While that sounds like more than enough information for insurers to generate an accurate quote, these forms still include compromises. Where detail is missing, insurers sometimes rely on assumptions and generalisations. When cross-referencing questions between comparison sites and insurers we spotted differences in at least 30 areas, some of which could cost you. Here, we explain what you need to look out for when buying your next home insurance policy to avoid being caught out.
Which? used various scenarios to test how much detail Compare the Market, Confused.com, GoCompare and MoneySuperMarket picked up and fed into insurers. Here are three assumptions we uncovered that inflated premiums.
1. When a flood occurred
Declaring a flood in your property can affect how much you pay. In the research, MoneySuperMarket and GoCompare only asked whether your home has ever been flooded, not when this happened. We found that insurers interpreted this to mean that the flood happened in the last five to 10 years – yet the flood in our scenario occurred 20 years ago.
Some insurers will work on a worst-case scenario to ensure you are covered, but adding the extra detail could save you hundreds. Impact on premium: the wrong assumption inflated the premium for one of our prospective policyholders by as much as £413.

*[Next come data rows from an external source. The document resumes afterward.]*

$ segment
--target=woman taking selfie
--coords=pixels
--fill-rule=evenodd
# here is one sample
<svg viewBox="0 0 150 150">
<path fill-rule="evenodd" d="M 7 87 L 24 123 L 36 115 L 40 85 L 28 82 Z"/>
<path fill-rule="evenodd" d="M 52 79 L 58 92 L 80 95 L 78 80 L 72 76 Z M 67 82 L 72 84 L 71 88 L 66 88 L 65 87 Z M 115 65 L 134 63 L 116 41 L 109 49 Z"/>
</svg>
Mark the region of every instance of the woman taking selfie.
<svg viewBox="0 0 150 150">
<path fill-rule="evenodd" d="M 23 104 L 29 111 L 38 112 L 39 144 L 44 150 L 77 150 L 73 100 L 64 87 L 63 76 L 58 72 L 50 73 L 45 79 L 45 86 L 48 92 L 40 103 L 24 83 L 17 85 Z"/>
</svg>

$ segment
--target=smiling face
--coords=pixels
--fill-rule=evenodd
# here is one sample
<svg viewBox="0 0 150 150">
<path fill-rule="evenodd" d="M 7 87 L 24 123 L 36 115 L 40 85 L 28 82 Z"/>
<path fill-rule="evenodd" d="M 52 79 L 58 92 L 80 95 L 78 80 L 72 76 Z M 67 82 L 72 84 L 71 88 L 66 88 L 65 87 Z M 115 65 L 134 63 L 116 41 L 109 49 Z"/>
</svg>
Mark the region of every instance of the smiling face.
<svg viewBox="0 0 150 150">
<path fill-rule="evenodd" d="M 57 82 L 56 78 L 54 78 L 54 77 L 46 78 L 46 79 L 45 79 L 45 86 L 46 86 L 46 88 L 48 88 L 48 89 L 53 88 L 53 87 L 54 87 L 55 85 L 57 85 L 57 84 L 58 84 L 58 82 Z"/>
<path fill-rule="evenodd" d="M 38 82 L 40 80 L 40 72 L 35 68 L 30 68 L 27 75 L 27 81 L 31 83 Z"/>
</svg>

This is one area where work done by LexisNexis is incredibly valuable, because by correlating flood data going back to the late 1940s, and accurately mapping it, street-by-street, insurers and brokers can see exactly when a flood occurred – this means a broker does not have to rely on folk memory for flood data, but has hard facts built into the quote engine instead.
2. When a bankruptcy happened
Having a bankruptcy can also increase your home insurance quote by a significant amount. In our scenario, the policyholder lived with a family member who had once been bankrupt. Yet in the quotes we gathered via GoCompare and Compare The Market, we found incorrect assumptions at the insurer’s end.
Based on the information provided by the comparison sites, some insurers assumed that the 20-year-old bankruptcy in our scenario hadn’t been discharged, others that it was the policyholder’s bankruptcy charge (rather than a family member’s) or that the bankruptcy had occurred within the past five years. Impact on premium: these incorrect assumptions cost us between 52p and £50 extra on the quotes we generated.
3. The extent of your no-claims record
Barely worth mentioning this one, as it came down to a £1 difference, but it does show how keen Which? is to have a bash at the leading comparison sites;
Your no-claims discount can help lower the cost of your home insurance premium. Some insurers will acknowledge up to 10 or even 15 claims-free years. However, all four comparison sites we looked at only allowed ‘nine or more years’ as the maximum you could declare. Impact on premium: in our scenarios, this quirk made a slight difference of around £1.